The Continual Student

by sarahtwonames

On the day of graduation, surrounded by the lovely horticulture of the British Ambassador to France’s residence (check me out), I had an eerie premonition. I was going back into education. Thankfully, it wasn’t the side-effect of reading too much Sandman. I could have found myself trying to summon the Lord of the Dreaming, which would have ended badly. For me and the livestock.

On a practical aside, going back into education now makes perfect sense. I still remember how to study, how I learn, and my beloved set of highlighters is still with me. I was one of those people at uni who had rainbow-vomit notes.

When I told people that I was going to do an online course, I frequently got the reaction of “Avoiding the job hunt are we?” and it’s various incarnations. Actually I’m doing the reverse; I am making myslef irresistible to the job market by becoming actually employable.

When I flew the Franco-British academic nest I soon found out that the big bad world of work in England has little scope for a language graduate if you don’t want to be a teacher or translator/interpreter. French is basically viewed by the job market as a skill, not an area of study. Hence the proliferation of tech/customer support and recruitment roles for multi-national companies on job hunting sites and LinkedIn.

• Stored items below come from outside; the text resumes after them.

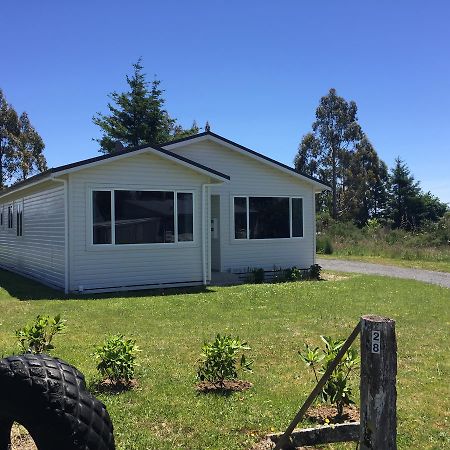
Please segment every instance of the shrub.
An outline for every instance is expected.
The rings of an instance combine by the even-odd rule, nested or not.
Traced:
[[[333,339],[327,336],[320,337],[325,343],[325,348],[322,352],[320,352],[319,347],[311,348],[307,343],[305,343],[305,351],[298,352],[303,362],[313,371],[316,382],[319,381],[318,374],[325,373],[345,342],[345,339]],[[342,415],[345,405],[354,403],[349,378],[352,371],[358,368],[358,365],[358,352],[351,347],[345,352],[322,389],[322,401],[334,405],[338,415]]]
[[[329,236],[317,236],[316,251],[324,255],[331,255],[333,253],[333,244]]]
[[[308,269],[308,275],[311,280],[320,280],[322,267],[319,264],[312,264]]]
[[[303,272],[295,266],[286,269],[285,276],[287,281],[300,281],[304,278]]]
[[[247,283],[261,284],[264,283],[265,278],[266,273],[264,269],[255,267],[248,271],[246,281]]]
[[[225,380],[238,378],[238,363],[241,370],[251,372],[252,361],[246,359],[245,350],[251,348],[239,337],[218,334],[213,342],[203,344],[197,378],[223,387]]]
[[[59,314],[55,317],[38,315],[34,322],[16,330],[16,337],[23,352],[44,353],[55,348],[52,340],[65,328],[65,321]]]
[[[94,352],[99,361],[97,370],[103,379],[114,384],[129,384],[134,378],[138,351],[136,341],[125,339],[121,334],[110,336]]]

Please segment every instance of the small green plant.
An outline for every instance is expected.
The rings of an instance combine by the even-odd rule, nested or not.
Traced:
[[[302,361],[313,371],[316,382],[319,381],[319,374],[322,375],[325,373],[345,342],[345,339],[333,339],[329,336],[320,337],[325,343],[325,348],[322,351],[319,347],[312,348],[305,343],[305,351],[298,352]],[[358,352],[351,347],[345,352],[343,358],[322,389],[322,401],[334,405],[340,416],[344,412],[345,405],[354,403],[349,378],[358,366]]]
[[[104,380],[113,384],[129,384],[134,378],[138,351],[136,341],[121,334],[110,336],[94,352],[99,361],[97,370]]]
[[[34,322],[16,330],[16,337],[23,352],[45,353],[55,348],[53,338],[65,328],[65,321],[59,314],[55,317],[38,315]]]
[[[286,280],[287,281],[300,281],[304,278],[303,272],[297,267],[290,267],[286,269]]]
[[[322,267],[319,264],[312,264],[308,269],[308,276],[311,280],[320,280],[320,272]]]
[[[248,271],[247,283],[261,284],[264,283],[265,278],[266,273],[264,269],[255,267]]]
[[[316,239],[316,251],[324,255],[333,254],[333,244],[329,236],[317,236]]]
[[[239,337],[218,334],[214,341],[205,342],[197,369],[198,380],[223,387],[225,380],[238,378],[238,364],[243,371],[251,372],[252,361],[245,357],[245,350],[251,348]]]

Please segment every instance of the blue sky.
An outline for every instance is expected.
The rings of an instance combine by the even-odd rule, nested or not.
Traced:
[[[143,57],[183,125],[291,164],[329,88],[355,100],[382,159],[450,202],[450,3],[3,2],[0,87],[50,166],[95,156],[91,118]]]

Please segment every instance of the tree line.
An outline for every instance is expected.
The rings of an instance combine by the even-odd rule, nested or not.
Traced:
[[[354,101],[330,89],[316,109],[312,131],[299,144],[296,170],[331,187],[317,197],[318,210],[361,227],[373,219],[406,230],[438,221],[447,204],[424,192],[400,157],[388,169],[358,123],[357,110]]]
[[[19,116],[0,89],[0,189],[46,170],[44,148],[28,114]]]
[[[200,131],[195,121],[185,129],[169,115],[161,81],[147,81],[143,69],[139,59],[126,76],[128,89],[109,94],[108,114],[93,116],[102,133],[94,139],[101,153],[161,145]],[[331,192],[317,196],[318,210],[361,227],[373,219],[407,230],[438,221],[448,206],[424,192],[400,158],[388,169],[358,123],[357,111],[354,101],[330,89],[319,102],[311,132],[299,144],[296,170],[331,186]],[[0,188],[45,170],[43,151],[27,113],[19,116],[0,90]]]

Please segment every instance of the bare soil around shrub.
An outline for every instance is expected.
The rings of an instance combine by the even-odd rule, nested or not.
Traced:
[[[196,391],[201,394],[208,393],[232,393],[243,392],[253,386],[249,381],[243,380],[225,380],[223,383],[211,383],[210,381],[201,381],[196,386]]]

What a lot of the LinkedIn crew don’t realise is that a language degree has made me a creative thinker. You can’t just bang an English text into Google Translate and expect a Baudelairian masterpiece to be spat out. You have to think, rephrase, take weird circuitous routes and remember your target culture. For 3000+ words. Which leads me onto another pet peeve; it’s like essays aren’t creative either. Never mind that I can take 9 large books, 4 JSTOR* articles and my own class notes, condense them, analyse them and produce a discursive essay (in French) which gets a First thank you very much, do I have any experience in customer support? It’s seems I’m allowed to be a creative thinker at uni, and as soon as I exit the building I need to become a French speaking automaton who asks “Avez-vous essayé d’éteindre l’appareil et l’enclencher à nouveau?” ** five times a day.

So I didn’t get a real job. And no, I didn’t let my feelings show in covering letters, although it was tempting to write “If I can write a 3000 word essay on role of art in Huysmans’ À Rebours, I can do this.” I know that all my creative leanings would be satisfied in teaching, but it would be a disaster. “Actually kids this stuff is completely useless, and what you really need is to be able to tell the scary French policeman that the white powder isn’t yours.” And that is how alternative me got banned from teaching in three counties.

Thankfully, my unpaid social media work allowed me to be creative, and introduced me to marketing, which is driven by creative thinking. So the Squared course is actually an Investment in my Future (cue heavenly choirs). When I hit the job market again with a vengeance, I will (hopefully) be snapped up as a) more skillz and b) I will have a piece of paper that LinkedIn recognises as proof of creativity.

And the beauty of an online course means that no-one knows that I do creative with unwashed hair and a large amount of food down me.

*An online archive of digitised academic journals. Saviour of many a student’s essay the world over.

** “Have you tired turning it off and on again?” – Roy, the IT Crowd.